Merujuk data The United Nations Industrial Development Organization (UNIDO), posisi Indonesia berada di peringkat ke-4 di dunia, setelah Korea, Jerman dan Cina sebagai negara yang kontribusi sektor manufakturnya di atas 17 persen.  “Dengan demikian, sekarang posisi kita sebagai salah satu negara manufaktur yang besar, dan menjadi benchmark bagi negara lain,” ungkap Airlangga.

Selanjutnya, di lihat dari pertumbuhan industri manufaktur nasional, rata-rata masih di atas lima persen. Sektor pengolahan ini menjadi pendorong utama dalam pertumbuhan ekonomi. Efek berantainya bisa meliputi pada peningkatan nilai tambah, penyerapan tenaga kerja, dan penerimaan devisa.

“Contohnya di sektor industri mesin dan perlengkapan itu hampir tiga kali pertumbuhan ekonomi, yakni sebesar 14,98 persen, kemudian industri makanan dan miuman mencapai 12,7 persen,” sebutnya.

Selain itu, terjadi kenaikan nilai ekspor di sektor industri hingga 13,14 persen pada tahun 2017 dibanding tahun sebelumnya dan mampu berkontribusi sebesar 74 persen untuk seluruh nilai ekspor Indonesia.

Menperin menyampaikan, guna menjaga kinerja sektor manufaktur, perlu keberlanjutan produki melalui arus pasokan bahan baku yang baik termasuk dari potensi bahan baku baru. “Untuk new material ini bisa dari hasil hutan, seperti untuk kebutuhan industri farmasi, kertas, dan tekstil,” ujarnya.

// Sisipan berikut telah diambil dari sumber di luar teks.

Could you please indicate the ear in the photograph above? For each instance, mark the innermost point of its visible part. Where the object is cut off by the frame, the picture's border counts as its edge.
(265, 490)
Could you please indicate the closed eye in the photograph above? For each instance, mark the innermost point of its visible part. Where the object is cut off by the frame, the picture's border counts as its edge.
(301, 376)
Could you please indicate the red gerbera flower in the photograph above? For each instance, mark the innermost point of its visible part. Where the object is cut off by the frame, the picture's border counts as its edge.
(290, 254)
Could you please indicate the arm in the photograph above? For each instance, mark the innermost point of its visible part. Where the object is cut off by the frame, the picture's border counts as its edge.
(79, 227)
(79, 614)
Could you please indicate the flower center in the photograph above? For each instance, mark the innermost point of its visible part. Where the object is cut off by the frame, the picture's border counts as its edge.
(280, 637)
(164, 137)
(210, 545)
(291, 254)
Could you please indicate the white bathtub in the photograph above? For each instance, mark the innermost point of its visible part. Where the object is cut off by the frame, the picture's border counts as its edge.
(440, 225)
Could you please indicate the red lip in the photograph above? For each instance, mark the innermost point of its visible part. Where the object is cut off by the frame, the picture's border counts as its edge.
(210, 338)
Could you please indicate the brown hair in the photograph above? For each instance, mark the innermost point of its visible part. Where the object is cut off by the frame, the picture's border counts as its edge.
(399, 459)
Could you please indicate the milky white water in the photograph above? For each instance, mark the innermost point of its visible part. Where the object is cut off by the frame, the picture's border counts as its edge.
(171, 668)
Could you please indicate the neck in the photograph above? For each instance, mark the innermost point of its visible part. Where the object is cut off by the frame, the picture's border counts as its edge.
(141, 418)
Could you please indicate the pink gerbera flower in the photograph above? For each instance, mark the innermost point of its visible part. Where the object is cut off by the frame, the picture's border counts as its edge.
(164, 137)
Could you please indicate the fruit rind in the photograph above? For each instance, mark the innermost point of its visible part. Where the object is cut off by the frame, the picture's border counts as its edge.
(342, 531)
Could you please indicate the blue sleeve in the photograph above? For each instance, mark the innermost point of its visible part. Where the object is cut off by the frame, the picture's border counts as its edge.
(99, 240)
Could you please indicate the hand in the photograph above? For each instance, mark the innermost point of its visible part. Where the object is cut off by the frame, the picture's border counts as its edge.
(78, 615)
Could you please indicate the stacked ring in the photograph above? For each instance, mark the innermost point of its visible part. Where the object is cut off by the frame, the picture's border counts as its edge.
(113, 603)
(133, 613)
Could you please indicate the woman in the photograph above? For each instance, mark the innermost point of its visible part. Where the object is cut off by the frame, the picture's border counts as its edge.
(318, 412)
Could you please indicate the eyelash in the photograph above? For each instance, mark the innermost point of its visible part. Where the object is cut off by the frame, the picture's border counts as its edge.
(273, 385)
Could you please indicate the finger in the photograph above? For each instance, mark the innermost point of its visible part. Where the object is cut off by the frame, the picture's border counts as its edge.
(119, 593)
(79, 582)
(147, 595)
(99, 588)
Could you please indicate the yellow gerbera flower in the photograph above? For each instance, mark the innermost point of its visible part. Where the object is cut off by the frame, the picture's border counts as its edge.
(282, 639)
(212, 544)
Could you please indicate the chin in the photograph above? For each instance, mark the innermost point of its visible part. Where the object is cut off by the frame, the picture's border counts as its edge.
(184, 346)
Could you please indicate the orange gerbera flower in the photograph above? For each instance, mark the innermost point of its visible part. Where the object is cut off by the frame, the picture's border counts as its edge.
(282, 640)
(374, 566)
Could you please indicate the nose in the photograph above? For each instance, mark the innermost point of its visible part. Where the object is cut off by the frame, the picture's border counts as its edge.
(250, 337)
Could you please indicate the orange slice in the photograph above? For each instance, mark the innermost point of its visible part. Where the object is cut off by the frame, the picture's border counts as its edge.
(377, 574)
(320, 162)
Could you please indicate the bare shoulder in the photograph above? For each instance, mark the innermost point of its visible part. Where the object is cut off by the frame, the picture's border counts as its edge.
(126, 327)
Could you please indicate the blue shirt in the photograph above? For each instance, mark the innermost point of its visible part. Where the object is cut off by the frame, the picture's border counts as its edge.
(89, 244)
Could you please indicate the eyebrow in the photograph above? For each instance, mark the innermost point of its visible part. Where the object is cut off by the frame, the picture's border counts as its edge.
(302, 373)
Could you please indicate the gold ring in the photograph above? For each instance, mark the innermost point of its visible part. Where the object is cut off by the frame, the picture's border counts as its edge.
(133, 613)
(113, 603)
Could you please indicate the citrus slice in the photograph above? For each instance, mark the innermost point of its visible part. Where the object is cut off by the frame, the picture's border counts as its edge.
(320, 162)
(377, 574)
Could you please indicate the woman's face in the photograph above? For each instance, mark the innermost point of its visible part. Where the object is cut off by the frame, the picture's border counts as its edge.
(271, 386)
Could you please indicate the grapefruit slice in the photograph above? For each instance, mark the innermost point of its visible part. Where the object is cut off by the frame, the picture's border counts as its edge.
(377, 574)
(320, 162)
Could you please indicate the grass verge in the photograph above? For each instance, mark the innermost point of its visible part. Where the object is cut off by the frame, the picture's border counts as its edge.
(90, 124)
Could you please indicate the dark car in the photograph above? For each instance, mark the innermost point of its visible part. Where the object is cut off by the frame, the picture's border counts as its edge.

Ke depan, lanjut Airlangga, negara Norwegia dan Finlandia sudah menggunakan fiber dari kayu. “Kita punya competitive advantage di bidang kayu karena di negara subtropis perlu 20 tahun untuk panen kayu, kita bisa 8-10 tahun. Makanya, kita harus cari solusi teknologi dan lingkungan,” imbuhnya.

Di sisi lain, pemerintah tengah mendorong penumbuhan dan pemerataan industri terutama di luar Jawa. Pemerintah akan replikasi kawasan industri seperti di klaster Bekasi Selatan, dengan satu juta orang lapangan pekerjaan yang berhasil diciptakan di kawasan industri tersebut. "GDP-nya dari seluruh pabrik lebih dari 35 miliar dolar AS per tahun atau GDP-nya per kapita sebesar 35 ribu dolar AS,” ungkap Menperin.

Beberapa pembangunan kawasan industri di luar Jawa, seperti di Morowali, Sei Mangkei, Lhokseumawe, dan Lampung terus menunjukkan progres yang baik. Kemenperin juga semakin aktif menarik investor untuk mengisi kawasan industri tersebut.

“Saat ini, kita mampu produksi stainless steel dari nickel ore jadi hot rolled coil (HRC), dari yang awalnya harga 40-80 dolar AS bisa mencapai di atas 2.000 dolar AS untuk HRC. Jadi ada peningkatan nilai tambah. Kita juga ekspor stainless steel terbesar ke AS,” tuturnya.

Guna memasuki industri 4.0, Kemenperin pun mendorong pembangunan infrastruktur digital melalui peningkatan jaringan internet hingga 5G untuk di kawasan industri.

“Bahkan, kami mulai masuk ke lingkungan pesantren untuk pengenalan ekonomi digital ini, sehingga kita sebut ekonomi gotong royong di era digital untuk menumbuhkan sektor industri kecil dan menengah (IKM),” jelasnya.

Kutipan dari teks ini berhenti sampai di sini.